In general, the transmission of sexually transmitted infections results when mucous membranes of one individual (such as those in the mouth, eyes, or genitals) come into contact with the semen, vaginal fluid, genitals, and sometimes blood, of an infected person. The spread of STIs is not typically facilitated by everyday objects, public places, or skin on other parts of the body that are not the mouth and genitals, except under some special circumstances. Although some non-sexual modes of STI transmission are possible, they are not common. Almost all STI transmission can be avoided by participating in hygienic activities as a part of healthy living. 
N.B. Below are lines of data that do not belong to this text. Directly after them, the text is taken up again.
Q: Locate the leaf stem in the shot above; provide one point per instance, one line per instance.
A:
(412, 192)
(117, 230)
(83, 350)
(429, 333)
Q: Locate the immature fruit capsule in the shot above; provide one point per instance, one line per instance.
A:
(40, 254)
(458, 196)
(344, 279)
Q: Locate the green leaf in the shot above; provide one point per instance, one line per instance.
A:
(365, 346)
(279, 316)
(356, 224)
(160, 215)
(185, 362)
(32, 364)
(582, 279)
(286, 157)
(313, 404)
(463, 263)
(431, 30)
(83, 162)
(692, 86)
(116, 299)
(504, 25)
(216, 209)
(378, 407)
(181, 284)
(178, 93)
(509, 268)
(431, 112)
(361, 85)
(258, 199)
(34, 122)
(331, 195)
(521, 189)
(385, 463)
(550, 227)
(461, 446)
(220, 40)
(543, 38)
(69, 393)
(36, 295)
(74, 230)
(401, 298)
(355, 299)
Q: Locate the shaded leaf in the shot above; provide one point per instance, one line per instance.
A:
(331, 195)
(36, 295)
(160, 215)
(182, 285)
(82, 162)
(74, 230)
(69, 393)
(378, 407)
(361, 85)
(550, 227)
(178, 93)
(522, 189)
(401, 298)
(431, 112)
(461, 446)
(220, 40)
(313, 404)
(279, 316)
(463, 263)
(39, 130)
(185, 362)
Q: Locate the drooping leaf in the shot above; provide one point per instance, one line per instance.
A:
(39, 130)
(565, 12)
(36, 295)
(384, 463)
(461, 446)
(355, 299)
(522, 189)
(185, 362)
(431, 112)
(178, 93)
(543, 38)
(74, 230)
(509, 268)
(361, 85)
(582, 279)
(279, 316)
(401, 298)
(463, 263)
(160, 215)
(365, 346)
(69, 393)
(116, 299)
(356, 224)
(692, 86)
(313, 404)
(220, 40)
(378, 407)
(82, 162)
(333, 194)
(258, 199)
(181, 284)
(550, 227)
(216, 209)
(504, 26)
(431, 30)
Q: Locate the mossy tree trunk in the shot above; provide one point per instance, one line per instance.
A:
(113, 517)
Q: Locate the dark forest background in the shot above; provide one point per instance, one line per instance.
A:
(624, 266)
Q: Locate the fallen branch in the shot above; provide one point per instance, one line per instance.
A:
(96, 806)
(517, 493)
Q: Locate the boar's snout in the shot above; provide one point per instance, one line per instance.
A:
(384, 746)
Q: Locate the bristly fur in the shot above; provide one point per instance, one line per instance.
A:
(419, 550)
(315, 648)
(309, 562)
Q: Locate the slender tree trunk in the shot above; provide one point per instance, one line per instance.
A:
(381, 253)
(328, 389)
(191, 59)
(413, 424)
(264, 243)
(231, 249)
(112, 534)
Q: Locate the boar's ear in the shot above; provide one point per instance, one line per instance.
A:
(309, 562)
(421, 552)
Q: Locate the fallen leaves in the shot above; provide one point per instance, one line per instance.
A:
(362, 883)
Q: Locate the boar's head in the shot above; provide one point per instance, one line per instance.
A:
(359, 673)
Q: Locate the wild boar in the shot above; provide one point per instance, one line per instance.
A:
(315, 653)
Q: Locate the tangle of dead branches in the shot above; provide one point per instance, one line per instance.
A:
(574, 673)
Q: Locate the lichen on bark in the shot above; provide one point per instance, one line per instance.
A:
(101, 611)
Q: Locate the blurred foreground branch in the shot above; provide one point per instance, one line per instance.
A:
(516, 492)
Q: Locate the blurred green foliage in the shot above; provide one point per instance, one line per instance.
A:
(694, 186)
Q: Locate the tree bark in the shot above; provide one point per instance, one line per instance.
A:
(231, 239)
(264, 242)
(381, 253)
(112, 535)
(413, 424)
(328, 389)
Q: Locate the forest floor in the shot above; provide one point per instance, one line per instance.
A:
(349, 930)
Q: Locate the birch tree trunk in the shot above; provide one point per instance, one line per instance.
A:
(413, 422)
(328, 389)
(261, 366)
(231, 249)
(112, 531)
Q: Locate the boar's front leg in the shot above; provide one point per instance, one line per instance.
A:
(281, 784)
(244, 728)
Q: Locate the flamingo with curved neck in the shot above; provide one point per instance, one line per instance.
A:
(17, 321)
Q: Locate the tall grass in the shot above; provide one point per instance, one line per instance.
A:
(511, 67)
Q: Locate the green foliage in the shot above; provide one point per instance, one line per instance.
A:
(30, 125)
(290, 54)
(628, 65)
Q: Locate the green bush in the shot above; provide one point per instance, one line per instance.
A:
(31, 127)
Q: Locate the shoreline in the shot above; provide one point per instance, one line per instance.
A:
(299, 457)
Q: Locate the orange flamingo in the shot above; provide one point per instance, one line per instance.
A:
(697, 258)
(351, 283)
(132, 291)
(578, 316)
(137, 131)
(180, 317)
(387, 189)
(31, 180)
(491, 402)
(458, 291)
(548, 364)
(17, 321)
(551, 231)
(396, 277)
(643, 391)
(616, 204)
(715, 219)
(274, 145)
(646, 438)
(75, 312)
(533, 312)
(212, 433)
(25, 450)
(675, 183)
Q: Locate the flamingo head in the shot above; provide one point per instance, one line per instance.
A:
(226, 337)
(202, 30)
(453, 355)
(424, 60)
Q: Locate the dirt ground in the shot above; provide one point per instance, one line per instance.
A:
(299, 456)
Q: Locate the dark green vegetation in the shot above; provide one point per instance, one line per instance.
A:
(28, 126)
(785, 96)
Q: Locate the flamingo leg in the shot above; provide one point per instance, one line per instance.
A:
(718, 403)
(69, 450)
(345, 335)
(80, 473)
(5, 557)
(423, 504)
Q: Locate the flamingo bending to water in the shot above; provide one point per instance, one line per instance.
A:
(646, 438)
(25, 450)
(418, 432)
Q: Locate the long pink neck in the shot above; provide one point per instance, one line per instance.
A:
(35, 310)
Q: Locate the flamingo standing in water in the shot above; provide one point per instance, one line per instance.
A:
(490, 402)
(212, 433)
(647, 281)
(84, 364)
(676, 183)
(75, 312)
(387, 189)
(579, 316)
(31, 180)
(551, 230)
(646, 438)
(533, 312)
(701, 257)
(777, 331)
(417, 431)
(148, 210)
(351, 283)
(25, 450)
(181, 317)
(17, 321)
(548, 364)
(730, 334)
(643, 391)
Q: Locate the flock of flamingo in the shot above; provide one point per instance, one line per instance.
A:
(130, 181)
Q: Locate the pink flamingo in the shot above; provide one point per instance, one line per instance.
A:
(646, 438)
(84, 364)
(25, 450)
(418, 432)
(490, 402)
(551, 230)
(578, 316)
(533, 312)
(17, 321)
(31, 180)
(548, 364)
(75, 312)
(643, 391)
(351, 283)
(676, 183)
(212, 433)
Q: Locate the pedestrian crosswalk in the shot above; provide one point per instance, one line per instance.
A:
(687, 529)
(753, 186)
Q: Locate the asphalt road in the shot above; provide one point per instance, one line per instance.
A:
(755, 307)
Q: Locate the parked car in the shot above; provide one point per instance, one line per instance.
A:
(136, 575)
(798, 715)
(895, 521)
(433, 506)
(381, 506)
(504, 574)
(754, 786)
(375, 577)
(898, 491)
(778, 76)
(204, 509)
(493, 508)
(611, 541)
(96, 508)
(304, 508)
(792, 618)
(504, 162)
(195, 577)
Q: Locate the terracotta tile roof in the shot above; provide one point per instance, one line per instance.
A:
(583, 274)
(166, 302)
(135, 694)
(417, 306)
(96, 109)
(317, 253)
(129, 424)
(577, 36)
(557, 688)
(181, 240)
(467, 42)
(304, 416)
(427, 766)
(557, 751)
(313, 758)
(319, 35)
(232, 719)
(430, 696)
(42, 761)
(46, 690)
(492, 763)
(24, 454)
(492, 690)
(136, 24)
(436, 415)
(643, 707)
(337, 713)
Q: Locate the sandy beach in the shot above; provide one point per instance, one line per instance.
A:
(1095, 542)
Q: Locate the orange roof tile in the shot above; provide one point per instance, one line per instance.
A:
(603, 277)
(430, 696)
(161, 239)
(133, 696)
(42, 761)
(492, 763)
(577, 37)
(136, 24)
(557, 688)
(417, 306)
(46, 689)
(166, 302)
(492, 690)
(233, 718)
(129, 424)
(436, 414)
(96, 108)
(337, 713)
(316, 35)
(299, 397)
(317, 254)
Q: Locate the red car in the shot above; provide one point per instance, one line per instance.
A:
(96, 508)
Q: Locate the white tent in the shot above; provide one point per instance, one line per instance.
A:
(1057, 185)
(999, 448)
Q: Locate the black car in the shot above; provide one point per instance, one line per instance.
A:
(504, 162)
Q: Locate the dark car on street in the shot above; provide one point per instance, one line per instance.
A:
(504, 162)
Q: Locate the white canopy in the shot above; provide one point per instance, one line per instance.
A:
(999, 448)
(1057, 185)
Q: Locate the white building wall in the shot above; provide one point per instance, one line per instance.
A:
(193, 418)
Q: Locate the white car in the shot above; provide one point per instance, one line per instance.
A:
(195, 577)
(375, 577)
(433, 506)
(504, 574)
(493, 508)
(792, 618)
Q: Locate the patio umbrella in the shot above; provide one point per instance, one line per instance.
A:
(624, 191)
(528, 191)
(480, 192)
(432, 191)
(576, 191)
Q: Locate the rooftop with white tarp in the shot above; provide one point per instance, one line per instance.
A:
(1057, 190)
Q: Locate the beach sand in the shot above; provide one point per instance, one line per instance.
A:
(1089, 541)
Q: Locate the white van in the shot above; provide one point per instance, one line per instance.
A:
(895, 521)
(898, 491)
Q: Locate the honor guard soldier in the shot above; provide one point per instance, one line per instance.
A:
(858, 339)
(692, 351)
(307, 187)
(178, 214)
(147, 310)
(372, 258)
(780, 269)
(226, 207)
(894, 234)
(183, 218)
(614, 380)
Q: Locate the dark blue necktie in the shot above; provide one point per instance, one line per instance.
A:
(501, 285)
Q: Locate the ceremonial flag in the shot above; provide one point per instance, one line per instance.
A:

  1. Cazacu, E.C.C., (2012). Sex toys. Mental Health Practitioner’s Guide to HIV/AIDS (pp. 365-367).
  2. (2019, April 1). Douching. OASH.
  3. Petca, A., & Borislavschi, A., & Zvanca, M.E., & Petca, R.C., & Sandru, F., Dumitrascu, M.C. (2020). Non-sexual HPV transmission and role of vaccination for a better future. Spandidos Publications.
  4. Queirós, C., & Costa, J.B. (2019). Oral transmission of sexually transmissible infections. Acta Médica Portuguesa.
  5. (2019, June 11). Sexually transmitted infections. OASH.
  6. (2019, April 1). Sexually transmitted infections, pregnancy, and breastfeeding. OASH.

Yadav, V., & Rajput M., Diwaker, R.P., & Kumar, R. (2020). An overview of transmission of diseases in special reference to COVID-19 and potential targets to control this pandemic. HSOA.